After 17 years of planning, regulatory ordeals and frustrated rescue attempts, the dormant second incarnation of Canada’s arctic natural gas development has been formally declared dead.
Imperial Oil, Shell Canada, ConocoPhillips and ExxonMobil repeated a 40-year-old chapter in foiled northern industry by disbanding their joint venture to build the CDN$16.25-billion (US$13-billion) Mackenzie Gas Project.
“We recognize this is a disappointing day,” Imperial vice-president Theresa Redburn said in a statement announcing the end of the plan to tap Mackenzie Delta gas and liquid byproducts for delivery via a new 1,200-kilometer (720-mile) pipeline.
“This was a difficult decision,” added ConocoPhillips Canada vice-president Darryl Hass. He thanked “the many organizations and individuals who have advocated for the development of the natural gas resource in the Mackenzie Delta.”
But like the 1977 demise of the first Arctic pipeline project, the 2017 burial was cheered by opponents of frontier industrialization such as Alternatives North, a coalition of Northwest Territories environmental and economic critics.
On both occasions prolonged northern native and southern green resistance tied up industry in a notoriously complex territorial regulatory maze for so long that energy supply and price cycles gutted the economic opportunities that inspired the projects.
In 1977 a federal government inquiry led by British Columbia jurist Thomas Berger imposed a 10-year moratorium against arctic gas development as a time-out to resolve native land claims.

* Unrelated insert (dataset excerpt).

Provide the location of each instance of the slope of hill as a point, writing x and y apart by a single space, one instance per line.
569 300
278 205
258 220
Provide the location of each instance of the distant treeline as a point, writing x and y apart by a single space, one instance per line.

Agreements were made with three of the four territorial aboriginal societies, but by the mid-1980s Canada’s gas industry stalled on low prices caused by southern drilling successes that became known as “the surplus that stretched into a sausage.”
When the construction application for the arctic industry reincarnation was filed with the National Energy Board (NEB) in 2004, the 1980s and ‘90s surplus was gone, prices were high and a 24-month target was set for completing regulatory approval. Gas market and value trends were projected to be strong enough to support a high cost supply that would start flowing at a rate of 1.2 billion cubic feet per day and eventually top out at 1.9 Bcf/d after pipeline compressor additions.
The NEB finished its share of the review on schedule. But a parallel “joint review panel” that represented a dozen federal, territorial and aboriginal authorities delayed the approval decision until 2011 – long after shale production across the United States and western Canada brought on the current era of abundance and low prices.
As the dissolved venture’s senior partner, Imperial did not disclose total expenditures on the foiled arctic gas project reincarnation. But just one known, minority item in the program highlighted the scale of the industry’s fruitless northern investment.
TransCanada Corp., which showed keen interest in Northwest Territories as well as Alaskan gas development, covered regulatory expenses for an Aboriginal Pipeline Group that was granted a one-third interest in the proposed Mackenzie conduit. The natives received more than CDN$140 million (US$112 million) as a loan that only had to be repaid from their share in toll revenues if the northern pipeline was built.
The second Mackenzie project died on a note of hope that arctic development may yet happen. “Imperial believes the North remains an important potential source of future energy, given the right economic and regulatory conditions,” said Redburn. But the company set no fresh target dates.